How do people with a refugee background live their everyday lives? What are their experiences of time linked with refugeehood and citizenship? What do their experiences imply for researchers?
In her doctoral research Camilla Marucco Al-Mimar interviewed many people with refugee backgrounds, who arrived from Somalia and Iraq to Finland through unprivileged migration routes. For many of them, getting a residence permit and citizenship was a key priority. However, mainly due to changes in the law and in its interpretation, in the past ten years it has become increasingly difficult to receive asylum or other residence permits in Finland. Asylum and permit processes can easily take years of people’s lives. For many, the waiting period is marked by uncertainty, worries about the future, one’s income or family, and a wide range of constraints on everyday life.
– Looking at the everyday lives of people with a refugee background, while the experiences of many interviewees highlight the need to obtain a residence permit or citizenship, it is important to remember that the lives they live are much more than what these legal documents may tell about them. Besides the uncertainty and waiting, many work or seek jobs, study and attend trainings, focus on healing, live family lives and care for their dear ones in Finland and across borders, Marucco Al-Mimar says.

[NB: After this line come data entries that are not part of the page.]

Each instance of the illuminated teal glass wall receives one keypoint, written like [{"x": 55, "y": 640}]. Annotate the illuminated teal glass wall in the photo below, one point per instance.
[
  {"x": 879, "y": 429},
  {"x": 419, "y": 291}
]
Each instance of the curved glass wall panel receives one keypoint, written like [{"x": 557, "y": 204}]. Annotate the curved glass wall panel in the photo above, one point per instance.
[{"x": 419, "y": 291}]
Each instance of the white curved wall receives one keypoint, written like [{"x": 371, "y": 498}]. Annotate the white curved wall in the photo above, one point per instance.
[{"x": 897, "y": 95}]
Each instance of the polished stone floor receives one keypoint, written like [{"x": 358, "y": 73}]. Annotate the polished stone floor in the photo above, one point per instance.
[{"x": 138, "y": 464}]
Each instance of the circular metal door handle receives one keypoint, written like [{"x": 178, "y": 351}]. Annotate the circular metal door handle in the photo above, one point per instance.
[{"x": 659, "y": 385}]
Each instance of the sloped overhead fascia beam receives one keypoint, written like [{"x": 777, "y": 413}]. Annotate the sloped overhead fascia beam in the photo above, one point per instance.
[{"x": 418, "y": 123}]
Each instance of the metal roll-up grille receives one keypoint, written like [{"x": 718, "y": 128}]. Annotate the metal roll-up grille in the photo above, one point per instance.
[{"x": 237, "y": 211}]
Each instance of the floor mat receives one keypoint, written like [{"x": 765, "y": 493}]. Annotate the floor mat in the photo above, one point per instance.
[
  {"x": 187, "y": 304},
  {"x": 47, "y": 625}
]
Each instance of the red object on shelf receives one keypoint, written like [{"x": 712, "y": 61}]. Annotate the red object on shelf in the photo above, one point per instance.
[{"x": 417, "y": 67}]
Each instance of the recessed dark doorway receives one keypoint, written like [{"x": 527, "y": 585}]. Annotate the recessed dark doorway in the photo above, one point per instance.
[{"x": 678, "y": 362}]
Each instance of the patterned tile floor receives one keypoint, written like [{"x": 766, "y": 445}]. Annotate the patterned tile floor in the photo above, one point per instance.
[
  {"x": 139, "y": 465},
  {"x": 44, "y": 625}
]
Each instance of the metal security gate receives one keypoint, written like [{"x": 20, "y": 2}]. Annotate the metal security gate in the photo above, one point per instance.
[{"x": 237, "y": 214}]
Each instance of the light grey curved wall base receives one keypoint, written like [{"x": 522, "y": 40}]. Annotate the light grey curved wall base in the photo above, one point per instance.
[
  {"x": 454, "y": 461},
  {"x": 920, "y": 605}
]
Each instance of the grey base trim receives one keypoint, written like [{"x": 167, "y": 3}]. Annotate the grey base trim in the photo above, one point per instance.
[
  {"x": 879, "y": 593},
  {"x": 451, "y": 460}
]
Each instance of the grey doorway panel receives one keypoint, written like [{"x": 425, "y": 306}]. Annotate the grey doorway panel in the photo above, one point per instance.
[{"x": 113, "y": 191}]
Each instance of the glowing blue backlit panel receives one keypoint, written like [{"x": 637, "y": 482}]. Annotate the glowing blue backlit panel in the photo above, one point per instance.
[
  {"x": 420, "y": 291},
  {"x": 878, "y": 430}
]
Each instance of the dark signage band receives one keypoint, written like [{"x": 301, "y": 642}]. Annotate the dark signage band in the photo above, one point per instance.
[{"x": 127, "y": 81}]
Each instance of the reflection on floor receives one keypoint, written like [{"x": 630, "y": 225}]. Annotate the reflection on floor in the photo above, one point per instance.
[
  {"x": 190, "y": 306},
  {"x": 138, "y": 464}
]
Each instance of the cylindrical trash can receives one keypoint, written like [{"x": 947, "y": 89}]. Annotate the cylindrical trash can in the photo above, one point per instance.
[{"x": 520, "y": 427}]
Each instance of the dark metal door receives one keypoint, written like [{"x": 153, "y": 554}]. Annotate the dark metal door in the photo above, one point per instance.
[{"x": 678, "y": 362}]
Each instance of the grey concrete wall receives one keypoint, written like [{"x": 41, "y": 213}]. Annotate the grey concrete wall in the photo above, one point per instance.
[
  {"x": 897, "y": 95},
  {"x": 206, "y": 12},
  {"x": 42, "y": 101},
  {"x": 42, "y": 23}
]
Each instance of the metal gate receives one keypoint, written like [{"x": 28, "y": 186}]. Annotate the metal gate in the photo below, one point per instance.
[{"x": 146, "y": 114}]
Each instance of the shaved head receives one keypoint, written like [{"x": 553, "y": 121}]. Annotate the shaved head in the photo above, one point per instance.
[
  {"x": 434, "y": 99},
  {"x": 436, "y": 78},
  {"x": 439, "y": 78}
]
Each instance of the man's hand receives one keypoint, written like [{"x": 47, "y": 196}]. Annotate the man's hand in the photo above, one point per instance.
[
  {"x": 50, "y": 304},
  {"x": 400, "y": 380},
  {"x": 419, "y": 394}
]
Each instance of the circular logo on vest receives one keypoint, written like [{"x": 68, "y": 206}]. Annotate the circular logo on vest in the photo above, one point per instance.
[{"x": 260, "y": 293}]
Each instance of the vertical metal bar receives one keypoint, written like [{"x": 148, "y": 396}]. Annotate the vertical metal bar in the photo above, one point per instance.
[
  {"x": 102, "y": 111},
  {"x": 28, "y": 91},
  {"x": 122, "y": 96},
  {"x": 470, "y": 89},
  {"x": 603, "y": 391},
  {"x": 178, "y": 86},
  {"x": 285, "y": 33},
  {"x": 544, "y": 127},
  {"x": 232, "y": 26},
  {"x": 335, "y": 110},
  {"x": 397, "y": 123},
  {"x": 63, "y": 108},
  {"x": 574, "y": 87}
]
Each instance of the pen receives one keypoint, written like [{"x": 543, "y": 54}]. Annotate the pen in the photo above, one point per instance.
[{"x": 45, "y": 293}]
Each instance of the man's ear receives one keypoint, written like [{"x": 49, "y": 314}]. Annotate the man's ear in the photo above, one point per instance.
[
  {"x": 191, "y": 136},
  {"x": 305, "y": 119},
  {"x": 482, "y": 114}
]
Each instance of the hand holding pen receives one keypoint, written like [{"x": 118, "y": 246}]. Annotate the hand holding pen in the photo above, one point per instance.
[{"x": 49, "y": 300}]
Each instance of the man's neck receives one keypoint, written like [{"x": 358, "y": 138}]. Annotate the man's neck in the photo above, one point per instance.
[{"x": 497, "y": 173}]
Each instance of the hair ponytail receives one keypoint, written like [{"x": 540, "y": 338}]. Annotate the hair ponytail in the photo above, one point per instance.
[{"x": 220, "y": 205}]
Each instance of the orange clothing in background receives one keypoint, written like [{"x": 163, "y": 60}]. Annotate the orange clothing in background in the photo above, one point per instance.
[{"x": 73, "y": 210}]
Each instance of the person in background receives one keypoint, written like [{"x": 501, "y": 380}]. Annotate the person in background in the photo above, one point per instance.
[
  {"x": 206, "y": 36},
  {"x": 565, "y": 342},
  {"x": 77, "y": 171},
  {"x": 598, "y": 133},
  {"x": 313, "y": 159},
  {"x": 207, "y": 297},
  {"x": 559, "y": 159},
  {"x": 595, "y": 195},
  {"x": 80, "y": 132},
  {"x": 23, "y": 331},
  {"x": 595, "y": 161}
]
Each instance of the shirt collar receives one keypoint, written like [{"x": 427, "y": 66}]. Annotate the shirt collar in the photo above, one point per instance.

Even after securing a permit or citizenship in Finland, many people with a refugee background have to face racism in everyday interactions – for example in the street, in offices and in places of study, work or leisure.
According to Marucco Al-Mimar, some may think that citizenship belongs only to a remote future for people with a refugee background. In such view, some see integration as a linear process in which migrants should first learn Finnish, then find employment and become independent individuals.
- In reality, however, people with a refugee background enact and live their citizenship every day, regardless of their legal status, by pursuing their various priorities. Their experiences suggest that integration is a path with stalemates, accelerations and drawbacks. Along this path they encounter and connect with many people, together with whom they share their knowledge and enact practices of care.
By conducting research on experiences concerning asylum and permit processes and deportability, Marucco Al-Mimar sees that the Finnish state tends to segregate and “dissect” the lives and identities of people navigating asylum and permit processes.
According to the researcher, many processes treat individuals as if they could be only one thing at a time and be either a refugee, rejected asylum seeker, worker, student or family member, but not more than one of these at a time or anything else than these. These segregating processes can make people dependent on their permit; also, they can make people undocumented or deportable, if their life situation changes and applying for a residence permit on other grounds is increasingly complicated.
The research joins collective experiences and efforts to affirm the humanity of these people and the complexity of their lives.
– Researchers have the power and responsibility to support knowledge-based and just migration politics. I invite all researchers to re-centre our humanity in academic work and to become aware of the ethical and practical implications of our work. Human rights are indivisible and interdependent and a migration policy based on scientific knowledge and human rights is in the interest of everybody. We all should act collectively for more just and humane migration policies, Marucco Al-Mimar concludes.
***
MA Camilla Marucco Al-Mimar defends the dissertation in Human Geography titled ”Life before the passport: People with a refugee background navigating everyday life, temporalities and subjectivities between refugeehood and citizenship” at the University of Turku on 07 June 2024 at 12.00 (University of Turku, Publicum, Pub2 Lecture Hall, Assistentinkatu 7, Turku).
Opponent: Adjunct professor Anna-Kaisa Kuusisto (Tampere University)
Custos: Professor Jussi Jauhiainen (University of Turku)
Doctoral Dissertation at UTUPub
The audience can participate in the defence by remote access (Meeting ID: 626 9169 9521, passcode: 302501).